In a report dated April 25, City staff noted that it's currently processing about 100 rezoning applications and 120 rezoning enquiries, amounts staff say are more than double the normal workload. (Rezoning enquiries are, essentially, preliminary applications, 64% of which staff estimate to proceed to formal rezoning applications.)
The prioritization framework staff are proposing is not just about reducing their workload, however, it's also about getting more homes built. The rezoning applications and enquiries represent about 35,000 units of housing, which amounts to about three or four years of housing supply that Vancouver desperately needs, on top of about 8.7 million sq. ft of job space.
"The application volume is also in excess of what staff and Council can process through public hearings in a single year," staff wrote in the report.
In 2021, the City launched a new Policy Enquiry Process (PEP) for rezoning proposals that do not comply with adopted policies or plans, but offer opportunities to advance other objectives.
Staff say that they have received 46 PEP applications since October 1, 2021. That may not sound like a lot, but staff say that processing these kind of applications consists of "a high-level conceptual review" involving multiple departments and can be "time-consuming and an inefficient way to achieve desired outcomes." To date, only 11 of the 46 proposals have "met or exceeded the minimum criteria," which means a lot of time can also go towards proposals that do not ultimately bear fruit.
With all this in mind, what staff are recommending is a framework that would allow them to focus on the applications with the best chances of proceeding to construction, in order to deliver more housing and to do so faster. This would also increase the amount of job space, as rezoning applications often include commercial retail space and/or office space, and would also better optimize City resources, staff say.
Historically, rezoning applications that are compliant with existing properties take about 12 to 14 months to process -- from the applicant paying the necessary fee to a decision at a public hearing.
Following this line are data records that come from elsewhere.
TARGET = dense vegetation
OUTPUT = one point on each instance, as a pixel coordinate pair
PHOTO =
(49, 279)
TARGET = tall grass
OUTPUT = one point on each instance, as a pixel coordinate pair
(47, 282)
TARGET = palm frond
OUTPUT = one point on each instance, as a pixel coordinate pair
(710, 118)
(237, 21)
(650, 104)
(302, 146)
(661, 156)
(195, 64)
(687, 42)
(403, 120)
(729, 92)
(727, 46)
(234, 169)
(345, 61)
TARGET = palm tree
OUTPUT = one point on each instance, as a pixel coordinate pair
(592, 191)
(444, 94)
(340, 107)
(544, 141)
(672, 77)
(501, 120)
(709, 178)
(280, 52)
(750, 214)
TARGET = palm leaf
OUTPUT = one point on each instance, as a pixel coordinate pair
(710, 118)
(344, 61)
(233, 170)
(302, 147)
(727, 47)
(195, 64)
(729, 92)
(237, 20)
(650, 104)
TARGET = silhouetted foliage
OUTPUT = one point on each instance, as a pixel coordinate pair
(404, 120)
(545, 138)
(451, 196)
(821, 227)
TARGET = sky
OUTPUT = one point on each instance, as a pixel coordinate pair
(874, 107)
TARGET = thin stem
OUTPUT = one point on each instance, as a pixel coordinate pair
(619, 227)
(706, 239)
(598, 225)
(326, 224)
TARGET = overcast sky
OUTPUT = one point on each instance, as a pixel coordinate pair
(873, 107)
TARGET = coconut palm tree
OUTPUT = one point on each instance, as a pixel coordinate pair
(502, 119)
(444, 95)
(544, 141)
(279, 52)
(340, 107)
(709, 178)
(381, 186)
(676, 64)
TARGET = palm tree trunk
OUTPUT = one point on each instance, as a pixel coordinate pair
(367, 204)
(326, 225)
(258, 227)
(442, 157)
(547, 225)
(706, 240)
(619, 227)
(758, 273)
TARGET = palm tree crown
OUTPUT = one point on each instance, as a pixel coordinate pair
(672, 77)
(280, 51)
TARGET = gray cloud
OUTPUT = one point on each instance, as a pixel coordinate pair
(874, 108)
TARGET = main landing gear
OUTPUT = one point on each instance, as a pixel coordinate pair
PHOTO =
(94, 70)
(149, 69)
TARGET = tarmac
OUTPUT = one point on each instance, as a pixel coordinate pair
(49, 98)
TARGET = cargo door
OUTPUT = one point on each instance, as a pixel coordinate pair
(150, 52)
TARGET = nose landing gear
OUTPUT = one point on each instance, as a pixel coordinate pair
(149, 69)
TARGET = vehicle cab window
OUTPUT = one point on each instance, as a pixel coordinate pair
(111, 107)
Rezoning enquiries typically take around 12 to 16 weeks.
The new prioritization framework would more so keep the proposals that are likely to proceed to construction at the current pace, and de-emphasize some of the others, bringing estimated timelines for those to about 16 to 18 months for applications and 18 to 20 weeks for enquiries.
Whether or not an application is prioritized would also depend on whether the proposal includes rental housing of any kind, or condos -- points of emphasis that were also core to the now-defeated Broadway Pace of Change Policy. Staff estimate that approximately 45% of rezoning applications and enquiries would qualify to be prioritized.
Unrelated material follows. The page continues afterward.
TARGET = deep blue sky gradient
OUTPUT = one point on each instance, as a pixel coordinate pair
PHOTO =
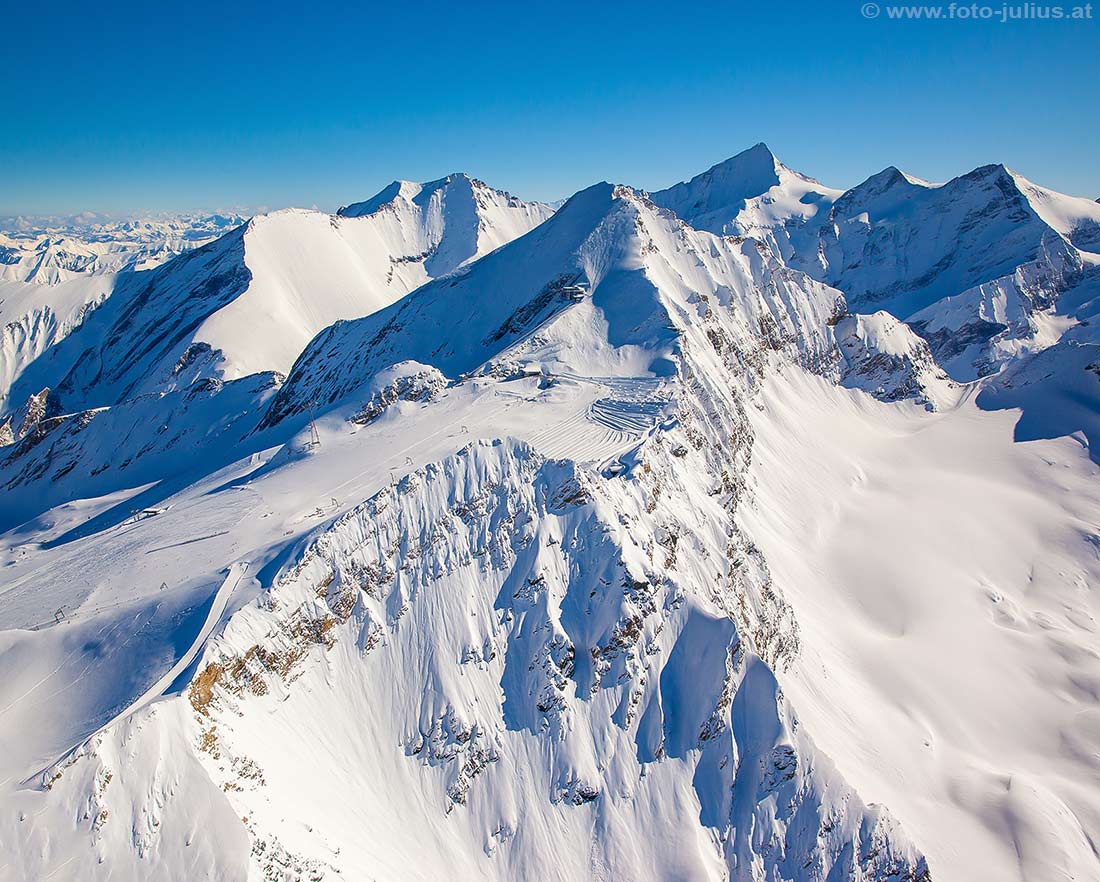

Target timelines for the rezoning applications and enquiries prioritization framework. (City of Vancouver)
In addition, staff are also hoping to refine the PEP, with more details expected in Fall 2023. In the meantime, PEP applications that necessitate a dedicated team of staff will be waitlisted, with those that meet minimum criteria continuing to be processed under the regular rezoning stream.
PEP applications that are successful often proceed to an enhanced rezoning, where staff and the applicant team will work together to identify site-specific issues and/or policy gaps, then work towards addressing them ahead of submitting a formal rezoning application. Applications that go through this process also include more extensive public consultation than usual, with one example being Bonnis Properties' big project on 800-878 Granville Street, which went through a virtual open house in April.
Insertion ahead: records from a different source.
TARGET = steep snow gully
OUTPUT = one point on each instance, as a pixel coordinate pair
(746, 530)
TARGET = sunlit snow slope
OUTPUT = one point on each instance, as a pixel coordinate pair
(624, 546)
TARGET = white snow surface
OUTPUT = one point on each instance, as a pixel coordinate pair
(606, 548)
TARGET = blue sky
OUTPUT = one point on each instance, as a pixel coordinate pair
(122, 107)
Staff are also proposing that enhanced rezonings be suspended until 2024, or "until such time as staffing capacity is available."
Additionally, staff are advancing various "operational strategies" to further increase processing times, such as exploring the possibility of adding more public hearings, creating more "pre-zoning" possibilities via by-law changes, hiring more staff, and improving accessibility and guidance for applications online.
Vancouver City Council will consider the prioritization framework for policy rezoning applications on Tuesday, May 9.